Blake began his career as a reproductive engraver. He was born November 28, 1757 to a hosier, James Blake, and his wife Catherine. He was the second in a family of five children. Blake attended drawing school as a child and was apprenticed to an engraver in copper, James Basire, for 50 guineas on August 4, 1772.(1) After about seven years training, he left his apprenticeship in 1779 and continued his study by working at the School of the Royal Academy. He took assignments as a book illustrator and in 1784 attempted to form a partnership with a fellow former apprentice, James Parker. Although the business failed, he continued his work as a painter and an engraver, eventually making illuminated books that incorporated his writings as well as his illustrations.

By 1788, Blake had invented a process for engraving which combined text and design on a single plate that he engraved himself. He used a method in which text and decoration stood out on the plate in relief as stereotype, the whites of the print being etched instead of the darks.(2) The exact technique is not fully understood but the printed areas were put on the plate with an acid resistant material so that when the plate was bitten in acid a relief resulted. How Blake conceived of the process is unknown, however one of Blake's brothers, Robert, came to live with Blake and his wife, studying as Blake's pupil until he fell ill and died at the age of 19. Blake was greatly affected by his brother's untimely death and he attributed much of his inspiration as an artist to his communication with his dead brother. Supposedly this process was inspired by his dream of seeing Robert's spirit. (3)

By the time Blake produced the engravings to the Book of Job, he had already made and sold a number of illustrated books and treatises. He used personal symbols, combined with Christian iconography, to communicate a mystical philosophy based on his own visions. His illuminated texts included Songs of Innocence (1789), The Four Zoas (1804) and Milton and Jerusalem (ca. 1820). Blake's professional training as an engraver and artist was spurred by the influence of earlier printmakers, particularly Germans such as Albrecht Dürer, Bartel Beham (a Little Master), the Dutch engraver Maerten Heemskerck, as well as Italians Marc Antonio Raimondi, Giulio Bonasone and Adam Ghisi. Blake is known to have collected prints himself.(4)
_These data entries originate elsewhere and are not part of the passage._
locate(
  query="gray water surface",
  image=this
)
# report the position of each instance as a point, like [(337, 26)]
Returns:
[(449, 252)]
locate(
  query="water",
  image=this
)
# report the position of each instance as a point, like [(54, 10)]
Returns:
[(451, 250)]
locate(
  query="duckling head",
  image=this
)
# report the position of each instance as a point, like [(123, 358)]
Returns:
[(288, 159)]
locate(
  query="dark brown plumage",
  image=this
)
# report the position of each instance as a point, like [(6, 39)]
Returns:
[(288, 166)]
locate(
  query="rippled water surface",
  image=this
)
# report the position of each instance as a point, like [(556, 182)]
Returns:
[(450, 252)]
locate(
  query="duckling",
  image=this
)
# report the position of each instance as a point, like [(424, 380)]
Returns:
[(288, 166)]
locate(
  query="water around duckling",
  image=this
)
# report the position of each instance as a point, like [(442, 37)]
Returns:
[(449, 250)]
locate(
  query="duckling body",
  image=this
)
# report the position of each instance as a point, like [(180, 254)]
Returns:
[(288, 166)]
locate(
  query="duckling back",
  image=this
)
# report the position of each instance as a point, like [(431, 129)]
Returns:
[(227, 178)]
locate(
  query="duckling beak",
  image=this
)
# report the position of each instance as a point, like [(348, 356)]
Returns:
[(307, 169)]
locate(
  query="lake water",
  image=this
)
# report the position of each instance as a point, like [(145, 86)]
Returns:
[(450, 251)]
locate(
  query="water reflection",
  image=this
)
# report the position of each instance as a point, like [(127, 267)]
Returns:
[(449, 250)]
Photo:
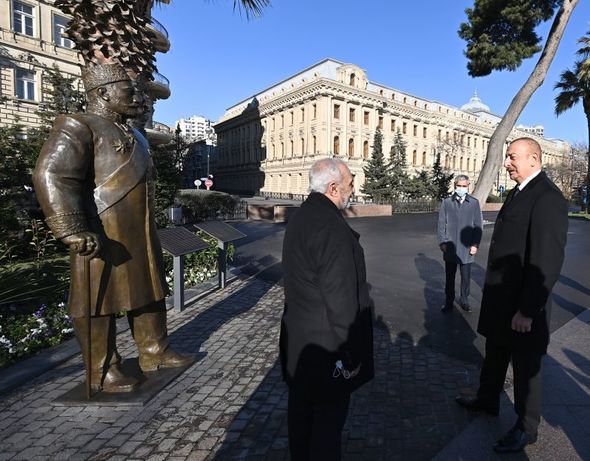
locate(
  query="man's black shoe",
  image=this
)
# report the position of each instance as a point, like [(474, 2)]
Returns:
[(465, 307), (514, 440), (474, 404)]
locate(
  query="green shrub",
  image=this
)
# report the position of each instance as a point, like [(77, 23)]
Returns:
[(23, 333), (493, 199), (33, 283), (199, 266), (200, 205)]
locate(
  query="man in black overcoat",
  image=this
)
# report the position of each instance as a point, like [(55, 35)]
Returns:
[(326, 342), (524, 262)]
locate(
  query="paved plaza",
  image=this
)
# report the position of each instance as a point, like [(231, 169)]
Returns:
[(231, 404)]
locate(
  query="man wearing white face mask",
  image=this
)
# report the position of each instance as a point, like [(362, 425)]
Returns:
[(459, 234)]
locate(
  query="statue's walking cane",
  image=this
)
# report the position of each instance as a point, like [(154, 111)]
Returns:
[(86, 275)]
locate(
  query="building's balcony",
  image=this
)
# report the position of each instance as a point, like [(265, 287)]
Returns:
[(160, 34), (159, 87), (159, 133)]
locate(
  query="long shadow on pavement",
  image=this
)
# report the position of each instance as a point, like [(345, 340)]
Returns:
[(406, 412)]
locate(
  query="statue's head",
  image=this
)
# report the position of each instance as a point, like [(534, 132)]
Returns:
[(108, 86)]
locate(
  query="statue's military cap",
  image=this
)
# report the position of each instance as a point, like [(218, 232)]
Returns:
[(103, 74)]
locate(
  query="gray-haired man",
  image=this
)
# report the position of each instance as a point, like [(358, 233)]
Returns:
[(459, 234), (326, 331)]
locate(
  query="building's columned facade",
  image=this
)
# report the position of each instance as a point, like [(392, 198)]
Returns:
[(267, 143), (31, 40)]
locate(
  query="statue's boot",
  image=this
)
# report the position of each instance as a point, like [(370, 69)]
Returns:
[(105, 373), (148, 326)]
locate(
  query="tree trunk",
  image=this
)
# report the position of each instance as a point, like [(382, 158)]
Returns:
[(586, 207), (496, 145)]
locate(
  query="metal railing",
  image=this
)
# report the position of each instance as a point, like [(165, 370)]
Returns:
[(159, 126), (284, 196), (158, 77), (159, 27)]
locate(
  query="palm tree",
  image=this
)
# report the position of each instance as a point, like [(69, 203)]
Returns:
[(575, 87)]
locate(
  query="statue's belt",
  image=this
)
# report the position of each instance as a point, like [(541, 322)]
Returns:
[(123, 179)]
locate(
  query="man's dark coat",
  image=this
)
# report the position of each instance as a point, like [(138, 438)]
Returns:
[(327, 314), (524, 262)]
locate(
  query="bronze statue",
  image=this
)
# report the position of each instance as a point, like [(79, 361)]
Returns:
[(93, 181)]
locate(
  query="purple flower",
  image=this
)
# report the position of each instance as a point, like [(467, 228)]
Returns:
[(39, 312)]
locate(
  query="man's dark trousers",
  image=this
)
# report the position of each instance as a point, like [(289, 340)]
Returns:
[(528, 385), (450, 271), (315, 425)]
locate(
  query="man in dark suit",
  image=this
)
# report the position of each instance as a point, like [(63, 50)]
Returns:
[(525, 259), (326, 342)]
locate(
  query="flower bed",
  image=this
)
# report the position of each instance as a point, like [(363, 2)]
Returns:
[(23, 334)]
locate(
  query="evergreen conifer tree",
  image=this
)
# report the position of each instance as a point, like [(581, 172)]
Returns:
[(62, 96), (439, 180), (377, 179), (397, 167)]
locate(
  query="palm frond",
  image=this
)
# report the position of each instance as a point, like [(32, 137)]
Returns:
[(251, 7)]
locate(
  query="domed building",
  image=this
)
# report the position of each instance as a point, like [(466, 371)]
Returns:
[(332, 109)]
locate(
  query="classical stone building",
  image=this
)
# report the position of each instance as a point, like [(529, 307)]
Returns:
[(267, 142), (32, 39)]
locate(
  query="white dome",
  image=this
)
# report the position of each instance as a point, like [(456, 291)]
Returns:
[(475, 105)]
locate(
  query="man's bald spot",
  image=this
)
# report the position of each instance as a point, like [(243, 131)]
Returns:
[(532, 146)]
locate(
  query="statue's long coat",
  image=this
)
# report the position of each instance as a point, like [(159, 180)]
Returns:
[(95, 175)]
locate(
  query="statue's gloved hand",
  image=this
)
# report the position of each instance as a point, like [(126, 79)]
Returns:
[(83, 243)]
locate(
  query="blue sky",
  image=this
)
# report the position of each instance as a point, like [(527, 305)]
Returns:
[(219, 58)]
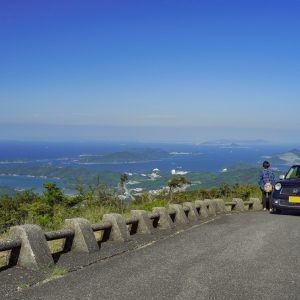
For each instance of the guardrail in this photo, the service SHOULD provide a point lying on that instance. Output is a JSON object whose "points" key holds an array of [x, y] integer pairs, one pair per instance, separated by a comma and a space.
{"points": [[28, 244]]}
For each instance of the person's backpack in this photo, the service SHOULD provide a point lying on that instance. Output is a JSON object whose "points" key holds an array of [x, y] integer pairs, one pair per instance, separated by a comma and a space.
{"points": [[268, 188]]}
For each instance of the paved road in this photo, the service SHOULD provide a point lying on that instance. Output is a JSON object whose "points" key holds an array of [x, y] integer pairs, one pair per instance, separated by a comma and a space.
{"points": [[241, 256]]}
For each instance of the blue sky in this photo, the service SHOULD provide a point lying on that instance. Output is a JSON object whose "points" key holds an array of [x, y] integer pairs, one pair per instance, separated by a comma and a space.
{"points": [[165, 70]]}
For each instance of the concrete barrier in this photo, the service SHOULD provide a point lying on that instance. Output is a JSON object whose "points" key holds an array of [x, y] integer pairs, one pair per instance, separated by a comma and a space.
{"points": [[193, 214], [29, 247], [210, 207], [34, 252], [84, 239], [203, 209], [165, 221], [144, 222], [239, 204], [119, 230], [180, 217], [220, 206]]}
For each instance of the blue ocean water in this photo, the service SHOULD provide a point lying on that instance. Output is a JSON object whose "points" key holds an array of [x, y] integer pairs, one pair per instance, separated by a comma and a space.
{"points": [[186, 157]]}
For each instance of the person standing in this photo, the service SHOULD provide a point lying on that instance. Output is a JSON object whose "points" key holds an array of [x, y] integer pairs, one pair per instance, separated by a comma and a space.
{"points": [[266, 183]]}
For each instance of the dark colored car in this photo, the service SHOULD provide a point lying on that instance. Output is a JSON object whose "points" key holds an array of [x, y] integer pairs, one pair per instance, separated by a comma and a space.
{"points": [[286, 195]]}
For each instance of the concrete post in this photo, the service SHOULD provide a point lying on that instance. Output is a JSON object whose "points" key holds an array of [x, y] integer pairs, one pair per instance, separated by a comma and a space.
{"points": [[256, 204], [193, 214], [165, 221], [239, 204], [34, 253], [119, 230], [144, 225], [180, 217], [211, 209], [84, 239], [203, 209], [220, 206]]}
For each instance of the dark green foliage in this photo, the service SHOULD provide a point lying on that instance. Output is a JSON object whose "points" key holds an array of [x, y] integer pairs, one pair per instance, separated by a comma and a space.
{"points": [[50, 208]]}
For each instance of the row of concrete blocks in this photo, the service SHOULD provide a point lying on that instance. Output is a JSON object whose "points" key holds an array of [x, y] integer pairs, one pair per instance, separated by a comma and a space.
{"points": [[34, 252]]}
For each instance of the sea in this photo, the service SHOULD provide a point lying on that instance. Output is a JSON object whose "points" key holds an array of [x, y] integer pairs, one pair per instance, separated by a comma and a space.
{"points": [[211, 157]]}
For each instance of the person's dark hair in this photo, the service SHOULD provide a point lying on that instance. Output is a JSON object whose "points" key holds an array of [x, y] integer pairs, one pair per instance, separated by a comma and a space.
{"points": [[266, 164]]}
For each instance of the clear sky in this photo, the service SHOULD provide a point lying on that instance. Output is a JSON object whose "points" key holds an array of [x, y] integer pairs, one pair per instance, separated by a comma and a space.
{"points": [[168, 70]]}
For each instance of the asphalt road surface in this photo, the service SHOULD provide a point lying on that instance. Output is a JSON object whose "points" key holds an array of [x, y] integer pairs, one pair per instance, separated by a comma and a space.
{"points": [[240, 256]]}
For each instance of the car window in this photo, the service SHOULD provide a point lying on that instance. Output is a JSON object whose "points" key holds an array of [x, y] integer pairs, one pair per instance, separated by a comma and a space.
{"points": [[294, 172]]}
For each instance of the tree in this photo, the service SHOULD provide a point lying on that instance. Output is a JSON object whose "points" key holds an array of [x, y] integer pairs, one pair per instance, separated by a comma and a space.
{"points": [[53, 194], [123, 179]]}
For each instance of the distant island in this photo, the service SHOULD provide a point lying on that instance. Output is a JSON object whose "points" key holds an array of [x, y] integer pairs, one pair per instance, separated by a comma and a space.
{"points": [[287, 158], [130, 156]]}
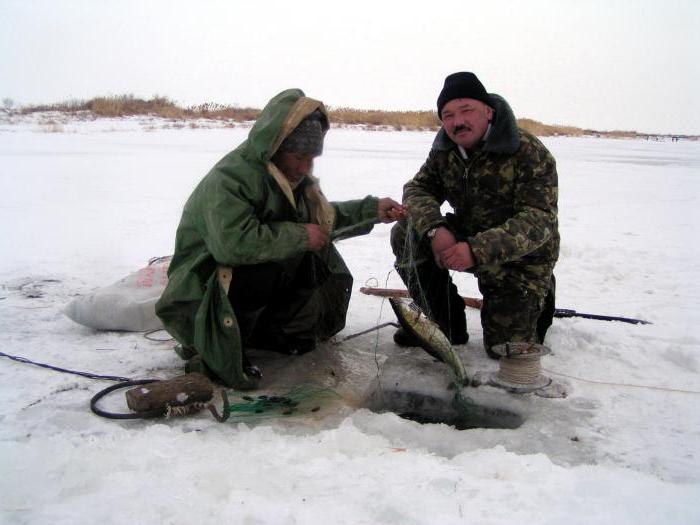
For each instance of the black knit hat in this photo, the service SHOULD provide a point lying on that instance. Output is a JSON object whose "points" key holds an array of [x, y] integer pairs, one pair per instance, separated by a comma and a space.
{"points": [[307, 137], [462, 85]]}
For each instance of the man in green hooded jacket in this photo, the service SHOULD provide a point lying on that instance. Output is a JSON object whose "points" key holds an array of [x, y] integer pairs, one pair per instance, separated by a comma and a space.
{"points": [[253, 263]]}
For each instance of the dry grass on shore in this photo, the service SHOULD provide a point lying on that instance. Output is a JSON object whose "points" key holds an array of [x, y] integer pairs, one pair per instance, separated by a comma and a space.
{"points": [[129, 105]]}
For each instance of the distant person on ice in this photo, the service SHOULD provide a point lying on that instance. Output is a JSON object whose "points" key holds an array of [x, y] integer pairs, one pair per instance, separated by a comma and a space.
{"points": [[253, 263], [501, 183]]}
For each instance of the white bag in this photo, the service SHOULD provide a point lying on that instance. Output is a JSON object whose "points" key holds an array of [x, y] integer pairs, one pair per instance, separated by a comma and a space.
{"points": [[128, 304]]}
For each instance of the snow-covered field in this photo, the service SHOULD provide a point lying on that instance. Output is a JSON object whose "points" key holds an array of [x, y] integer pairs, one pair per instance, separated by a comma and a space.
{"points": [[83, 204]]}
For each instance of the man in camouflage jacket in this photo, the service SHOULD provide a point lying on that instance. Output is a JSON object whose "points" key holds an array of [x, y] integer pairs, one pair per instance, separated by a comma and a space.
{"points": [[501, 183]]}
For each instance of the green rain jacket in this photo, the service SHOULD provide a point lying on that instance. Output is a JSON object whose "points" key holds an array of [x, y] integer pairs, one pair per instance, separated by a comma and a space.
{"points": [[244, 212]]}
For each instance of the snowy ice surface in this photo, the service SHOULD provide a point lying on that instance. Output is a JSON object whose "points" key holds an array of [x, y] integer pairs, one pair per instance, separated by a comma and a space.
{"points": [[83, 204]]}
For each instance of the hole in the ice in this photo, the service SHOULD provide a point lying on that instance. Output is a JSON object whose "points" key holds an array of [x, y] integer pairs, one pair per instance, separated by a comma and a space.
{"points": [[458, 411]]}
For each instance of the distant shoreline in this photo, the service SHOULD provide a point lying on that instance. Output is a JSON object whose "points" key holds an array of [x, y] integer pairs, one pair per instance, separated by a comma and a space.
{"points": [[128, 105]]}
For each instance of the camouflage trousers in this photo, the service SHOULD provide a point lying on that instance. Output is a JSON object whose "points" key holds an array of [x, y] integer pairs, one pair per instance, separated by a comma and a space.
{"points": [[511, 310]]}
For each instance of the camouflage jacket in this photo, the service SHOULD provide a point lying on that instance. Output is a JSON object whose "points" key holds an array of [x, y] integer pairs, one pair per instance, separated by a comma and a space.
{"points": [[504, 198]]}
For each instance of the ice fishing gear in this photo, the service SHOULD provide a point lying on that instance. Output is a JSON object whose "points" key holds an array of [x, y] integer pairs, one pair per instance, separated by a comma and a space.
{"points": [[191, 393], [473, 302], [351, 231]]}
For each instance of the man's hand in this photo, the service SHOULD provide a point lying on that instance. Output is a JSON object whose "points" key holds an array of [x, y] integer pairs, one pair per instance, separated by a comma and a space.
{"points": [[318, 237], [389, 210], [442, 241], [459, 257]]}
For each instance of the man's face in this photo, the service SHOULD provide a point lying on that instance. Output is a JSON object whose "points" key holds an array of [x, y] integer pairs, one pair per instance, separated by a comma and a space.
{"points": [[465, 120], [294, 166]]}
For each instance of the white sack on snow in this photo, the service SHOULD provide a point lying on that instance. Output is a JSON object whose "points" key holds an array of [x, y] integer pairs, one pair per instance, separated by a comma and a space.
{"points": [[128, 304]]}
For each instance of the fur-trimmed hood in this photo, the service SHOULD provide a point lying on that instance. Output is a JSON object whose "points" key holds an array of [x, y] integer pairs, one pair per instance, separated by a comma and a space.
{"points": [[503, 138]]}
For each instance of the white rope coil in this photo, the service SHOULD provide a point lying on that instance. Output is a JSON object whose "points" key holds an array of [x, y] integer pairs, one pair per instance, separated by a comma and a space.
{"points": [[521, 370]]}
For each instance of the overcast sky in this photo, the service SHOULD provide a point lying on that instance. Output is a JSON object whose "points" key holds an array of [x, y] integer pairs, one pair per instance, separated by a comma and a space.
{"points": [[603, 64]]}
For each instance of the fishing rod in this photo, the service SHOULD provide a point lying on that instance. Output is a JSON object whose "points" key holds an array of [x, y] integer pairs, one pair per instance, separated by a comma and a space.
{"points": [[473, 302]]}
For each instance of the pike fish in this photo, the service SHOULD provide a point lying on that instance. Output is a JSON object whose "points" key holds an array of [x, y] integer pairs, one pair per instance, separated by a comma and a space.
{"points": [[432, 339]]}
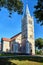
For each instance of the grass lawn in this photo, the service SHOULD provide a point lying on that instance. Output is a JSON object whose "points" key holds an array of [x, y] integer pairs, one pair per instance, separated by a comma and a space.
{"points": [[25, 62], [21, 60]]}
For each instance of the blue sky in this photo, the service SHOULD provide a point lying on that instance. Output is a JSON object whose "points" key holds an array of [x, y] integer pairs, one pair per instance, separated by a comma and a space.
{"points": [[11, 26]]}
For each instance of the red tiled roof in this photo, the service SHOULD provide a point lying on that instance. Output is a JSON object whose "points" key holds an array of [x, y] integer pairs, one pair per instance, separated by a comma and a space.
{"points": [[6, 39]]}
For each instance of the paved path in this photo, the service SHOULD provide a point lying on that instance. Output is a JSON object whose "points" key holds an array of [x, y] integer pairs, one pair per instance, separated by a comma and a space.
{"points": [[21, 55]]}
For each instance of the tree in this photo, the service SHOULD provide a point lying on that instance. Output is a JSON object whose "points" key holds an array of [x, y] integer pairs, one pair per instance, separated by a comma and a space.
{"points": [[12, 6], [38, 12], [39, 43]]}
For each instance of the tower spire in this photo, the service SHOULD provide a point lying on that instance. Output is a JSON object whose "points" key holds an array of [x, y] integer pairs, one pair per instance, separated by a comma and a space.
{"points": [[27, 10]]}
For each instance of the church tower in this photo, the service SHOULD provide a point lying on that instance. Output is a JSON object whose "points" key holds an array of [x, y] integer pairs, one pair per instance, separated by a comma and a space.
{"points": [[28, 44]]}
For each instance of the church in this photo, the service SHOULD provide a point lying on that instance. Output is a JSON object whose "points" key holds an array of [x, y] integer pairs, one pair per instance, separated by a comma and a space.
{"points": [[24, 41]]}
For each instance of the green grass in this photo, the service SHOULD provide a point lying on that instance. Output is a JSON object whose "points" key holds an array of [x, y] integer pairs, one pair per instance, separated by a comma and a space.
{"points": [[25, 62], [21, 60]]}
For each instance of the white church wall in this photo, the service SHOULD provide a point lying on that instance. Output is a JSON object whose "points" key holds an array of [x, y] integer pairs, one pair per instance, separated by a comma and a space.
{"points": [[6, 46]]}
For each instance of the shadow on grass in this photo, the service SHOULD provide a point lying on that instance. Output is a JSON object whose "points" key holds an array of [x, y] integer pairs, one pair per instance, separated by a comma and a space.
{"points": [[6, 62], [29, 58]]}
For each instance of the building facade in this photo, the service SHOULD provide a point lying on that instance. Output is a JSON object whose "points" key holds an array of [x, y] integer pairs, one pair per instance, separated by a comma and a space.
{"points": [[24, 41]]}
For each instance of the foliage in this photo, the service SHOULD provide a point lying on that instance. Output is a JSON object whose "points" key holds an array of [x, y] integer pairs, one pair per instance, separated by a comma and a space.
{"points": [[39, 42], [38, 13], [12, 6]]}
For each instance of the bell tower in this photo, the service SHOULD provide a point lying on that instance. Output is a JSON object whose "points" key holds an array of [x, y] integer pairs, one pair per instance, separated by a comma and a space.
{"points": [[28, 44]]}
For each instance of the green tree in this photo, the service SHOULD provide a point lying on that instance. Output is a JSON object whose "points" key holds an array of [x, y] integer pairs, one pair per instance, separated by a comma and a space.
{"points": [[12, 6], [39, 43], [38, 12]]}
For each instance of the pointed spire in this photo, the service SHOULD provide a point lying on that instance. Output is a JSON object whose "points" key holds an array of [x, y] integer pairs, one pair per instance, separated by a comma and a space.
{"points": [[27, 10]]}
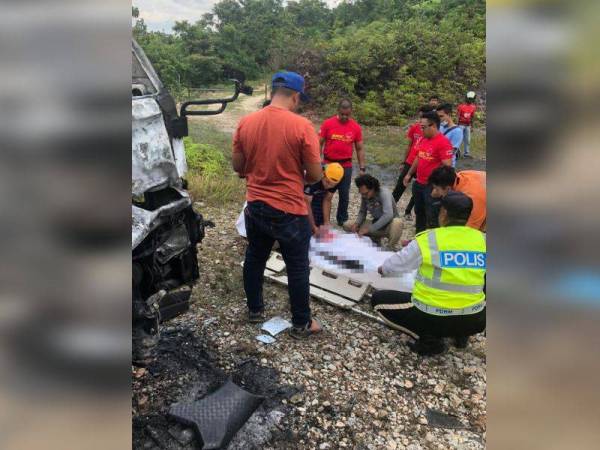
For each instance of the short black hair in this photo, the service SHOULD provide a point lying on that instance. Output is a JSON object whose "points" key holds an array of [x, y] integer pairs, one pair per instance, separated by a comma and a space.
{"points": [[443, 176], [458, 206], [367, 180], [446, 107], [345, 103], [432, 117], [286, 92]]}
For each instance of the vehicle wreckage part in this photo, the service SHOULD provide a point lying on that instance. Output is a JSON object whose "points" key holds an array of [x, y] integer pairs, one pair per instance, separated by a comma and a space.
{"points": [[442, 420], [218, 416]]}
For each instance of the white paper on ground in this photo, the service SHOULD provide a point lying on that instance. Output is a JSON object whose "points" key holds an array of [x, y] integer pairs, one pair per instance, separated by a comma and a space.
{"points": [[276, 325], [240, 224], [265, 338], [361, 250]]}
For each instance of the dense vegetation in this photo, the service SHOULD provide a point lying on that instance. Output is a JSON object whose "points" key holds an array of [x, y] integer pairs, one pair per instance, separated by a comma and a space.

1 Geoffrey Keynes, William Blake: Poet, Printer, Prophet, New York: The Orion Press, 1964, p. 11.
2 David Bindman, William Blake's Illustrations of the Book of Job. The William Blake Trust, London, 1987, p. 12.
3 Keynes, p. 14. Blake's friend George Cumberland, an insurance agent who was an amateur artist, noted in a letter in 1784 that he could print text from copper plates. Blake had helped Cumberland to print plates of Cumberland's design and thus the development of the stereotype process might have been collaborative or at least inspired by Cumberland's experiments.
4 Archibald Russell, The Engravings of William Blake, New York: Benjamin Blom, 1968, p. 19-20.